Neuromuscular scoliosis is a challenging pathology to treat. Surgical correction can involve long fusion constructs extending to the pelvis. The deformity inherent in these patients makes it difficult to obtain adequate lateral intraoperative radiographs for traditional image-guided placement of iliac screws.

Methods

A clinical and radiographic assessment of 14 patients with neuromuscular spinal deformity was conducted. From 2007 to 2013, 12 of these patients (mean age 14.25 years, range 10–20 years) underwent long spinal instrumentation (mean 15 levels, range 10–18 levels) and fusion to the pelvis, and 2 underwent placement of a growing rod construct with iliac screw placement at a single institution. The average length of follow-up was 33.7 months (range 6–64 months).

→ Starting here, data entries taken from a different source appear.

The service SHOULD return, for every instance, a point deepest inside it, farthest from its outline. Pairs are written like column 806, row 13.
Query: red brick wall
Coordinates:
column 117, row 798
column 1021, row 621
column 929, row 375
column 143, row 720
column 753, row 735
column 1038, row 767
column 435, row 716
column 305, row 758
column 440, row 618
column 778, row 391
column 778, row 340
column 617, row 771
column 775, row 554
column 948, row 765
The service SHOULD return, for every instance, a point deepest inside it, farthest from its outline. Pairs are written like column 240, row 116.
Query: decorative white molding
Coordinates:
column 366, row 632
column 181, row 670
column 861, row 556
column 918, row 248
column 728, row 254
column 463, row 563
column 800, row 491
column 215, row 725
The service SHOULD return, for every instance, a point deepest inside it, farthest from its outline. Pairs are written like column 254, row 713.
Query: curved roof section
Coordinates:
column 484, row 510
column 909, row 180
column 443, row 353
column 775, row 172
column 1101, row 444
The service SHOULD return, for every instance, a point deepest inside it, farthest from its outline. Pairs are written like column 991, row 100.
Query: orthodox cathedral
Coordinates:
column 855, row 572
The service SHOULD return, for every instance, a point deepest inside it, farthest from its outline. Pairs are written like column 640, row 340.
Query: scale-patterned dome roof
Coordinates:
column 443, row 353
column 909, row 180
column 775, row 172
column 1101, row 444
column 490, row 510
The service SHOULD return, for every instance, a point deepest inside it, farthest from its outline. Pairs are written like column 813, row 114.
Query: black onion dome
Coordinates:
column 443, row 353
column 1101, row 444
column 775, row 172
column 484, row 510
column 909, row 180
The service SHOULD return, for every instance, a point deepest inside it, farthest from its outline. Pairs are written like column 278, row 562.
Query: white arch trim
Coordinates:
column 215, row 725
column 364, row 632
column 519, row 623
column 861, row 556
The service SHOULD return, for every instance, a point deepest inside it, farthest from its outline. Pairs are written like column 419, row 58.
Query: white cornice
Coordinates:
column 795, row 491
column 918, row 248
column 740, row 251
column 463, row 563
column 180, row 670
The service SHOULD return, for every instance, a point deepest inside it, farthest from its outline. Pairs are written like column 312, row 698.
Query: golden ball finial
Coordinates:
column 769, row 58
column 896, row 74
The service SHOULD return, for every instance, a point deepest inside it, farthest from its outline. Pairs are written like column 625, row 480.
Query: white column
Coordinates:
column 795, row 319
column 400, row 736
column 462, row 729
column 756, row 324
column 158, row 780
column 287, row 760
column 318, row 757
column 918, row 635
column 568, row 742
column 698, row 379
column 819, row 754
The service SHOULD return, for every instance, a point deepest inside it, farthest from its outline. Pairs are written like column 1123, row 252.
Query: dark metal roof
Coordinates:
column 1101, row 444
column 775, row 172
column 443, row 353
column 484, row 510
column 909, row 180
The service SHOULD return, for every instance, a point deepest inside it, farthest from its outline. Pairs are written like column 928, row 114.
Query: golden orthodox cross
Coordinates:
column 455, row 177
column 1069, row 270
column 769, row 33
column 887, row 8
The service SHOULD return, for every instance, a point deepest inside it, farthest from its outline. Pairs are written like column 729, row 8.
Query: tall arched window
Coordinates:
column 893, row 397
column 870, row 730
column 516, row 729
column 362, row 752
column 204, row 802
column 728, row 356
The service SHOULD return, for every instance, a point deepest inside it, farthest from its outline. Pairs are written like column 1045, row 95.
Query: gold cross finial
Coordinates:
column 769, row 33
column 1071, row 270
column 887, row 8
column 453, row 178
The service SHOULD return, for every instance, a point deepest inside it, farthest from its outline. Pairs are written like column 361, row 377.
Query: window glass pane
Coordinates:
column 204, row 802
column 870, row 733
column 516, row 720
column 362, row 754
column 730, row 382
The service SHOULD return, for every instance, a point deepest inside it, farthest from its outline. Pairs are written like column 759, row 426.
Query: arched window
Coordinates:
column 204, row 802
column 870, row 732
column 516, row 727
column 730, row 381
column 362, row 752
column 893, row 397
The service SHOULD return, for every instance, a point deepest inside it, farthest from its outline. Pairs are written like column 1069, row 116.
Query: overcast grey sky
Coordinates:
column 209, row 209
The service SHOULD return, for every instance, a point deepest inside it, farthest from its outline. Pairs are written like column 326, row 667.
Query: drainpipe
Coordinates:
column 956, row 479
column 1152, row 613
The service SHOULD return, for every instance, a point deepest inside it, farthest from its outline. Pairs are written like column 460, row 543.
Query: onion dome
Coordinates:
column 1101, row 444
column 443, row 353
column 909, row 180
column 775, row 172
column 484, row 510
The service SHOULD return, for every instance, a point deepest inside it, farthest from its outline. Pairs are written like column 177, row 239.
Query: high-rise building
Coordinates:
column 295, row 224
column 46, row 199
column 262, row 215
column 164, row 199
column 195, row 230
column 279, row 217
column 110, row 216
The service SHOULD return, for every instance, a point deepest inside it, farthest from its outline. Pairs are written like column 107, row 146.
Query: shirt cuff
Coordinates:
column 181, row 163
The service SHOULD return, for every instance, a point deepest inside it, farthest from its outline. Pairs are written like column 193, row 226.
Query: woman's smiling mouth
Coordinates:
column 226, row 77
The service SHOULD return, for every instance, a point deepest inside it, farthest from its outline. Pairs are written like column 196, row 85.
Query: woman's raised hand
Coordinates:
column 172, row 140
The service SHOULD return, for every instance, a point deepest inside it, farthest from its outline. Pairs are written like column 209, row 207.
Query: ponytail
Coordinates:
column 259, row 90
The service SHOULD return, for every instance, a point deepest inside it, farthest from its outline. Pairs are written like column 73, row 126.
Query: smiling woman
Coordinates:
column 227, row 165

Iliac screws were placed after identifying the posterior superior iliac spine and using only anteroposterior fluoroscopy (view of the inlet of the pelvis), rather than the technique of direct palpation of the sciatic notch. The accuracy of iliac screw placement was assessed with routine postoperative CT.

Results

A total of 12 patients had 24 screws placed as part of a long-segment fusion to the pelvis, and 2 patients had two iliac screws placed as part of a growing rod construct for neuromuscular scoliosis. There were no iliac screw misplacements, and no complications directly related to the technique of iliac screw placement. For cases of definitive fusion (n = 12), the average coronal Cobb angle of patients with neuromuscular spinal deformity measured 62° before surgery and 44.3° immediately after surgery. The average preoperative thoracic kyphosis and lumbar sagittal lordosis measured 37.3° and 60.7°, respectively. Immediately after surgery, the thoracic and lumbar angles measured 30° and 41.1°, respectively. At last follow-up, the average coronal Cobb angle was maintained at 45.1°, and the thoracic and lumbar sagittal angles were maintained at 32.8° and 45.3°, respectively.

Conclusions

A less invasive technique for iliac screw placement can be performed safely with a low likelihood of screw misplacement. This technique offers the biomechanical advantages of iliac fixation without the soft tissue exposure typically needed for safe screw insertion. The technique relies on identification of the posterior superior iliac spine and high quality anteroposterior fluoroscopic imaging for a view of the pelvic inlet.

Abbreviation used in this paper:rhBMP-2 = recombinant human bone morphogenetic protein-2.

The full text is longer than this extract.